巨人の井上温大投手(24)が13日にジャイアンツ球場で行われた故障班の練習に参加。取材に応じ、今シーズンを「苦しい1年。投げるのも怖かった」と振り返った。

 昨季は自身最多の8勝(5敗)を挙げるなど、飛躍の年となった井上。今季は開幕ローテーション入りを果たし、長嶋茂雄終身名誉監督の追悼試合(8月16日)でも先発を任されるなど、球団の期待も大きかった。しかし、シーズンを通して思うような結果を残せなかった。9月6日の中日戦(バンテリン)では、初回に2本の本塁打を浴びるなど、2回4失点で降板。杉内俊哉投手チーフコーチは「考えすぎているからリセットさせます」とし、翌7日に登録を抹消。そのまま再昇格することなく、4勝8敗でシーズンを終えた。

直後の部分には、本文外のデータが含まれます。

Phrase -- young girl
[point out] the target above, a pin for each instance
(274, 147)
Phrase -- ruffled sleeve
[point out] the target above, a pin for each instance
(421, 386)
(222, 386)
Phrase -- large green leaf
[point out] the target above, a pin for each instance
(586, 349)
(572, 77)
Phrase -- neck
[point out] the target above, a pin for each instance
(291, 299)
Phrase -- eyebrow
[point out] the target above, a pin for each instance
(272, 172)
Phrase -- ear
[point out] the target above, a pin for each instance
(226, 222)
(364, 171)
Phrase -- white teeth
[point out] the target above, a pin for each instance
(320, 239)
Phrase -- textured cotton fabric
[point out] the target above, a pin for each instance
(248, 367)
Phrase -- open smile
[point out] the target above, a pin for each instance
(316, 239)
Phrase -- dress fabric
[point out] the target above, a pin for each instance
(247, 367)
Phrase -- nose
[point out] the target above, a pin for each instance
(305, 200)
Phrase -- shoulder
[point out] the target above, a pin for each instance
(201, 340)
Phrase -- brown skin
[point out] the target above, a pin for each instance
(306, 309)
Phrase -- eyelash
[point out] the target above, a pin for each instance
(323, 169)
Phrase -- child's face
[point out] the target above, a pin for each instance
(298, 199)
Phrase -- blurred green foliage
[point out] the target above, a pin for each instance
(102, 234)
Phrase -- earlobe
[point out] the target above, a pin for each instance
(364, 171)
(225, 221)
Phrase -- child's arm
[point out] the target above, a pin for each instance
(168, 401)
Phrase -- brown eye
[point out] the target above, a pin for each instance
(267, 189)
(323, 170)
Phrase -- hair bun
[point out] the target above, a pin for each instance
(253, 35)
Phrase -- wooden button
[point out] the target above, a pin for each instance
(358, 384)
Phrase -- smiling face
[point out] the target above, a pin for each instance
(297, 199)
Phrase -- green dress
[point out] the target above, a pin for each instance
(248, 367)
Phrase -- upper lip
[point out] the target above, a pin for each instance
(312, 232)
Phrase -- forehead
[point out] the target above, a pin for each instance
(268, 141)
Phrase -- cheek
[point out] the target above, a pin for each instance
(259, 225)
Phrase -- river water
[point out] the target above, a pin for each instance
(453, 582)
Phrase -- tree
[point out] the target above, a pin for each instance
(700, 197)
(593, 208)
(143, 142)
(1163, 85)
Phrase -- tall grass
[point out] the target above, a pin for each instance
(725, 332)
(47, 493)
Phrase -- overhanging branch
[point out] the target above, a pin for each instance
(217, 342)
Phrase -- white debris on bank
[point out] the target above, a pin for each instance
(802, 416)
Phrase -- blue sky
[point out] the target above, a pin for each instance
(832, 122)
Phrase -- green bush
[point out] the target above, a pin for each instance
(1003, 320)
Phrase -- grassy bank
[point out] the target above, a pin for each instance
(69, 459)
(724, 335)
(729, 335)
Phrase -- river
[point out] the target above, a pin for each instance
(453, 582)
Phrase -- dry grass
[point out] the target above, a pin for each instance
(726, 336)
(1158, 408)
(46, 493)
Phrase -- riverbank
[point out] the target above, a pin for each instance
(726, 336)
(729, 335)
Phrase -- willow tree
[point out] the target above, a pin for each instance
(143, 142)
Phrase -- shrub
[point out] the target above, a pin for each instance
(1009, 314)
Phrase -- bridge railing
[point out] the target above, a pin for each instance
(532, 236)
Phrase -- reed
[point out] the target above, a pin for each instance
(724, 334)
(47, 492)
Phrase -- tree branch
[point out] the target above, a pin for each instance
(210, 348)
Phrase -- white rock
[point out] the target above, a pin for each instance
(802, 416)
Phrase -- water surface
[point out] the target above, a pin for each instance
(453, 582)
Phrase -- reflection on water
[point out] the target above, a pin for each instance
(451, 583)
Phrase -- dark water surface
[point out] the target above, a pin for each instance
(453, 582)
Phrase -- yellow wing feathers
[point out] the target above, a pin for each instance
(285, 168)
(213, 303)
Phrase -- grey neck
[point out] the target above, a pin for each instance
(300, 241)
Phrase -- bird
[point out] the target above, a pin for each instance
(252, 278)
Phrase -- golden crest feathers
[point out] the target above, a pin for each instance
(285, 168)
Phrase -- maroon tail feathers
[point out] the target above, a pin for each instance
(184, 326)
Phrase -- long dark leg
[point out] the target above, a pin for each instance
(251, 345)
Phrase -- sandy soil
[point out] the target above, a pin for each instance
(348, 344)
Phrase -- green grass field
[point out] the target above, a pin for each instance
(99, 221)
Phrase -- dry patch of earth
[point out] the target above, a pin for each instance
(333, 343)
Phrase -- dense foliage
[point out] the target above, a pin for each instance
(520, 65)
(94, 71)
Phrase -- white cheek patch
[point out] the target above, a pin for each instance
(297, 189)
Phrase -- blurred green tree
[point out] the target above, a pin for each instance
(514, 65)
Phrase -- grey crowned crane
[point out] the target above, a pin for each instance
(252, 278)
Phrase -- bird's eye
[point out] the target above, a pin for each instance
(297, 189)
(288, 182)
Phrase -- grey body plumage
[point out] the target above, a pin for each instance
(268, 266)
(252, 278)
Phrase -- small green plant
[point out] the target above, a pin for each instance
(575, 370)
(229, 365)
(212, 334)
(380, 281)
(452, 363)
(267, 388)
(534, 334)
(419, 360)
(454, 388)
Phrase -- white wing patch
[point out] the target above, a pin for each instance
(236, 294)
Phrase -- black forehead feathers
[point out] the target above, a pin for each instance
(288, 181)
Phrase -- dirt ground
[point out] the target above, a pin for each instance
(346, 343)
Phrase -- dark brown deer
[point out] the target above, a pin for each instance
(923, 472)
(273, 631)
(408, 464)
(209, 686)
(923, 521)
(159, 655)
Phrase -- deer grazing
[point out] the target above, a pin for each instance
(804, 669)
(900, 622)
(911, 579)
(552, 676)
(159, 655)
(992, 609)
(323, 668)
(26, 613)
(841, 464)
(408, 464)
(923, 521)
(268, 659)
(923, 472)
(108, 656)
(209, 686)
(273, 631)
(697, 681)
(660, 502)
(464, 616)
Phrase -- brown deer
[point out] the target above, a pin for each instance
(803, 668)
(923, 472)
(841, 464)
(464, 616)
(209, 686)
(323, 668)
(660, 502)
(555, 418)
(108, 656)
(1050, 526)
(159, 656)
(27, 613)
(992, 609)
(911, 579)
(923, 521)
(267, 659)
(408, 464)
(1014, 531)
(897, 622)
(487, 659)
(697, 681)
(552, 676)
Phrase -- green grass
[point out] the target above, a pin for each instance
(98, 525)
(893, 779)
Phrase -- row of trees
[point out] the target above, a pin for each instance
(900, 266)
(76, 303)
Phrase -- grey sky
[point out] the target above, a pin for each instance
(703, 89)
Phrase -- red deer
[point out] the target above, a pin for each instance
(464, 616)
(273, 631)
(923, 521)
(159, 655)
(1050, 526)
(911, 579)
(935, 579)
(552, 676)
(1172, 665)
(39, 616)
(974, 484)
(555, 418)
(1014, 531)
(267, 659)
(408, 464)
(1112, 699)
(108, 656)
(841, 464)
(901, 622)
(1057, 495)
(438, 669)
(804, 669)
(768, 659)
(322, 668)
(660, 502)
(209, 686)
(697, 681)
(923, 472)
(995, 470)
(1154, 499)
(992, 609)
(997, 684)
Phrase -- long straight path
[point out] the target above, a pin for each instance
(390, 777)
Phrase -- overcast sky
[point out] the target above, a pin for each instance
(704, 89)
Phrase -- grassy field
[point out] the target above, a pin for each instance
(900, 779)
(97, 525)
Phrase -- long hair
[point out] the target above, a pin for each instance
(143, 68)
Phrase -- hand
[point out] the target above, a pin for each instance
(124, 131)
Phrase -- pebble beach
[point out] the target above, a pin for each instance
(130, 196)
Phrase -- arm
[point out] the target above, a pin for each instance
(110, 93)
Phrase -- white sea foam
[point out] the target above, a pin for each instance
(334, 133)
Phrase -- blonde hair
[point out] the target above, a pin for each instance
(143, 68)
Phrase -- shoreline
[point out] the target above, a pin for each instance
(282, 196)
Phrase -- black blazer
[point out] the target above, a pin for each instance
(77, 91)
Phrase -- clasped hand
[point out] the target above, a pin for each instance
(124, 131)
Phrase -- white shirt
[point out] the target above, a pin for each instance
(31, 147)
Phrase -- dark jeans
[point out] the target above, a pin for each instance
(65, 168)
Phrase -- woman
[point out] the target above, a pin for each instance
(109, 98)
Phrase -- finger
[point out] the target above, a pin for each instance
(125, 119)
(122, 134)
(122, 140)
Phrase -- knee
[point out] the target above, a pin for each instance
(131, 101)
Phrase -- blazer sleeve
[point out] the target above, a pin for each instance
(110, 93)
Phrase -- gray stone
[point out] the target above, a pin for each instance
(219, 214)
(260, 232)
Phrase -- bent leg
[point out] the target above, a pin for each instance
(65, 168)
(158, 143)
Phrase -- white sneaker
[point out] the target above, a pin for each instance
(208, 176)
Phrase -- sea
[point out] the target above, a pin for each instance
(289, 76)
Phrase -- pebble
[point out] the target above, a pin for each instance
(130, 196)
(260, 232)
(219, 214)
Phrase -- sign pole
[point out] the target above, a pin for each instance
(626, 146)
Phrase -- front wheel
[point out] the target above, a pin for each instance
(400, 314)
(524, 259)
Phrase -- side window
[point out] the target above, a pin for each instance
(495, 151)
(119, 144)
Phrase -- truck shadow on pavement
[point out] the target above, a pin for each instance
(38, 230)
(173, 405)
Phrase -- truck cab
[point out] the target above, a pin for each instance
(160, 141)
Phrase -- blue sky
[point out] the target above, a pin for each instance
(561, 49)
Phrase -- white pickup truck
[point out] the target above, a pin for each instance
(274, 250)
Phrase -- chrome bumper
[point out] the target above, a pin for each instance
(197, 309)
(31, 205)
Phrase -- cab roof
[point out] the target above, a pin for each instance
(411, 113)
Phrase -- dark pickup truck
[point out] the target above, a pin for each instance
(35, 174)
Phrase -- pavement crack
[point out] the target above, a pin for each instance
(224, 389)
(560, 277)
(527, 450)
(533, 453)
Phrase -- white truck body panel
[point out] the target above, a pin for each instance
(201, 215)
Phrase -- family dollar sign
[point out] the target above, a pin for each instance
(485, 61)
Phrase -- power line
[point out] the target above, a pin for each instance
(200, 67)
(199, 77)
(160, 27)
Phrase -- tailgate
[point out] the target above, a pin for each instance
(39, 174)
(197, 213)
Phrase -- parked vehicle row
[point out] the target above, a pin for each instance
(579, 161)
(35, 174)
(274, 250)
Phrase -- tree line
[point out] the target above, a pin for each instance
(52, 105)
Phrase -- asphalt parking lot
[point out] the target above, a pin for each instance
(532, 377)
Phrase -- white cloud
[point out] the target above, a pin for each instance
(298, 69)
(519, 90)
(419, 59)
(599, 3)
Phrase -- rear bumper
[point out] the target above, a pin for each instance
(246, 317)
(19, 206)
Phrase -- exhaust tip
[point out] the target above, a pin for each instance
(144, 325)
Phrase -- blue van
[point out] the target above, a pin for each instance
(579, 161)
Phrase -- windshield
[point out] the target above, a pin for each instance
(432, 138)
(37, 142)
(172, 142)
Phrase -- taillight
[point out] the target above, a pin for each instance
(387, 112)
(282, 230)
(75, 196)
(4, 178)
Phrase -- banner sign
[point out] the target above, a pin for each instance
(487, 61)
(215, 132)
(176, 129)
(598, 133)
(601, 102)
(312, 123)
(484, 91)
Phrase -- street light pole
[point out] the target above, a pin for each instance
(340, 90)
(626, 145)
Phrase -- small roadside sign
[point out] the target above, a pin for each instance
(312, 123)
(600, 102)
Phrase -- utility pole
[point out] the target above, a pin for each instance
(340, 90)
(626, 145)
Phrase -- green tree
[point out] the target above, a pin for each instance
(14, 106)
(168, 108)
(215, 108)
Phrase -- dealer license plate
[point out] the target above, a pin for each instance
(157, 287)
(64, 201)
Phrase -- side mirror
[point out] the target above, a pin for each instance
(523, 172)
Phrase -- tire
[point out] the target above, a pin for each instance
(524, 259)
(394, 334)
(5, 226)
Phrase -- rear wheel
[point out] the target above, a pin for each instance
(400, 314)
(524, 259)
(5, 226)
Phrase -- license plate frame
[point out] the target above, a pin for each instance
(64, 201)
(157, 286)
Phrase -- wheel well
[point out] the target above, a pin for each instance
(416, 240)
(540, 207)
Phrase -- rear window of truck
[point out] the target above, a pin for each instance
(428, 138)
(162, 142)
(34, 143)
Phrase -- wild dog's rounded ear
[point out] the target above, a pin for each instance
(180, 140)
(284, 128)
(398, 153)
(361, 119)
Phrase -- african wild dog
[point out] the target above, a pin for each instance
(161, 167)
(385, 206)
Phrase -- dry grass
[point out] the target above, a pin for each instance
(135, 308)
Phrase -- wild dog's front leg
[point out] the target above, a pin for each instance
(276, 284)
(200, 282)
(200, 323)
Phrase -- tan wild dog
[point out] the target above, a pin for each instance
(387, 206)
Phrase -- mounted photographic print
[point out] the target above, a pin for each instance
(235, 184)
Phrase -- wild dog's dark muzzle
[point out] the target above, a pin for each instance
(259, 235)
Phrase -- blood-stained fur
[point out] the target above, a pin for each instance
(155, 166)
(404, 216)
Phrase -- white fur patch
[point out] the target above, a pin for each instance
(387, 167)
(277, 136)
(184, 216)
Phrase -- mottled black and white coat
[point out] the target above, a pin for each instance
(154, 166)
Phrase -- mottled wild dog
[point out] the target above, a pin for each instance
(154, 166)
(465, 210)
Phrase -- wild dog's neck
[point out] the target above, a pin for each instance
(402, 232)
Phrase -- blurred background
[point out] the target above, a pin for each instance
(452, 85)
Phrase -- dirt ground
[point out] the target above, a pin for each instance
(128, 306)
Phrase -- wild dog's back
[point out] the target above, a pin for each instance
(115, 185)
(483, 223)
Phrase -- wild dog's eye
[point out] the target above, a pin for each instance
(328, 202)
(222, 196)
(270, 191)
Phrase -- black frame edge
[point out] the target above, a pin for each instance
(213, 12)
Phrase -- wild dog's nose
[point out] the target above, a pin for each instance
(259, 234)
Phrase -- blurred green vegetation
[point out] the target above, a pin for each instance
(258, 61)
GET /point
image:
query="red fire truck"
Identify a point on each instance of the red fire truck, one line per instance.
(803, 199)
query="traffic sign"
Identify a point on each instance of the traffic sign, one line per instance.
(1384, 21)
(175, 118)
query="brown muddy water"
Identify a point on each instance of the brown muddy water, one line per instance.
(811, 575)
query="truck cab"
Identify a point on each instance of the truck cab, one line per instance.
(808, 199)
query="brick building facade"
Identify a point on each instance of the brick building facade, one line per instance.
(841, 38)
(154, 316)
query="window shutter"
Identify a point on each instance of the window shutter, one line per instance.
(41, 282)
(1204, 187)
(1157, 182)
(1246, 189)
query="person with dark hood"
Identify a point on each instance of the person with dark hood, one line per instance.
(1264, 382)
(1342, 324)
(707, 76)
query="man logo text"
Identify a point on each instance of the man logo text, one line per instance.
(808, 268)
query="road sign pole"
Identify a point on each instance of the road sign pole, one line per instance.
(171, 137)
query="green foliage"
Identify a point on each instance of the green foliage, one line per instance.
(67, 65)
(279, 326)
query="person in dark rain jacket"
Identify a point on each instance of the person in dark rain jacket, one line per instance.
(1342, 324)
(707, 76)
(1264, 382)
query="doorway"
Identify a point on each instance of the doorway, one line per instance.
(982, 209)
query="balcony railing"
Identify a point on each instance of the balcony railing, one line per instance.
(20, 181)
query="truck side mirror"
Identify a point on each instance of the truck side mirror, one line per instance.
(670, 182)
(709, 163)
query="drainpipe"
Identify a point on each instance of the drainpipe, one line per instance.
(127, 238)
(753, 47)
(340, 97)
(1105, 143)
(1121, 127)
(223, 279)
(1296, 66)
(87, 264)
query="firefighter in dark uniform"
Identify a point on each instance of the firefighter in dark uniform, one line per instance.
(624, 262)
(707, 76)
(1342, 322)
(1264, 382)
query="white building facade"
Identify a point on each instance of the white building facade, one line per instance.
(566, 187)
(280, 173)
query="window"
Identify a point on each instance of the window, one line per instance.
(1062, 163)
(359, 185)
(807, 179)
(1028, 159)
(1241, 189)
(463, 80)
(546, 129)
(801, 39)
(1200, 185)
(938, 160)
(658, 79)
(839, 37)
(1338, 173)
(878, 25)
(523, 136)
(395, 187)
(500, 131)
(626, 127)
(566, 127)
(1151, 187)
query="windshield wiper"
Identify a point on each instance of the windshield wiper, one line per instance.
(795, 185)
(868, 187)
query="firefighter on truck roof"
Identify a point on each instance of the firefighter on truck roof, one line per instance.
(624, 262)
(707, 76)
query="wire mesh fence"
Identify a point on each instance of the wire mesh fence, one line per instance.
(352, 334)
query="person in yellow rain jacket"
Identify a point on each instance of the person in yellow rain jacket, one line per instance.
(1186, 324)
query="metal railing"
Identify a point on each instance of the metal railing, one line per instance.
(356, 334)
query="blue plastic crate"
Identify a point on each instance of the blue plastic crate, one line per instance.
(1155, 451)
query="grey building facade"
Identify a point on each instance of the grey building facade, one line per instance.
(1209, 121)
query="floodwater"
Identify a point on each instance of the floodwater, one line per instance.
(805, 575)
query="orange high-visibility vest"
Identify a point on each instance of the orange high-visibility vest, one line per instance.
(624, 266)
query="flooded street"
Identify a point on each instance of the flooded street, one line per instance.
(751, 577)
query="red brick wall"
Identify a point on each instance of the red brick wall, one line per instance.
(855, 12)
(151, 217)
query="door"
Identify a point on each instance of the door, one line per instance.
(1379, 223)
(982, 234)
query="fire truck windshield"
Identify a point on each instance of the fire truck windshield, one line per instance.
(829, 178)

 順調に見えたキャリアの先で、待っていたのは重圧と葛藤だった。井上は「打たれる光景が夢に出てくるとはよく聞く。これまではなかったんですが、そういう夢も見たり。去年は次の登板が楽しみだったけど、今年は『もう回ってくるのか』という気持ちになっていた」と打ち明けた。

「あれだけのお客さんやファンの人がいて、コーチも自分が100%の力を出せると思って送り出してもらったのに、結果が出せなかったのが落ち込むし、申し訳なかった」

 焦りも、空回りにつながった。「技術を上げようと思ってたくさん投げたが、ケアやボールの強弱が調節できなくて、ヒジに負担がかかってしまい、一軍にいられなくなってしまった」と肩を落とした。

 それでも「来季は(ローテーションを)回り続けるというより、目の前の1試合をどう抑えるかっていうことだけを(考える)。抑えられなかったら次はないので練習しかない。貪欲になってやらないと終わってしまうと思います」と再起を誓った。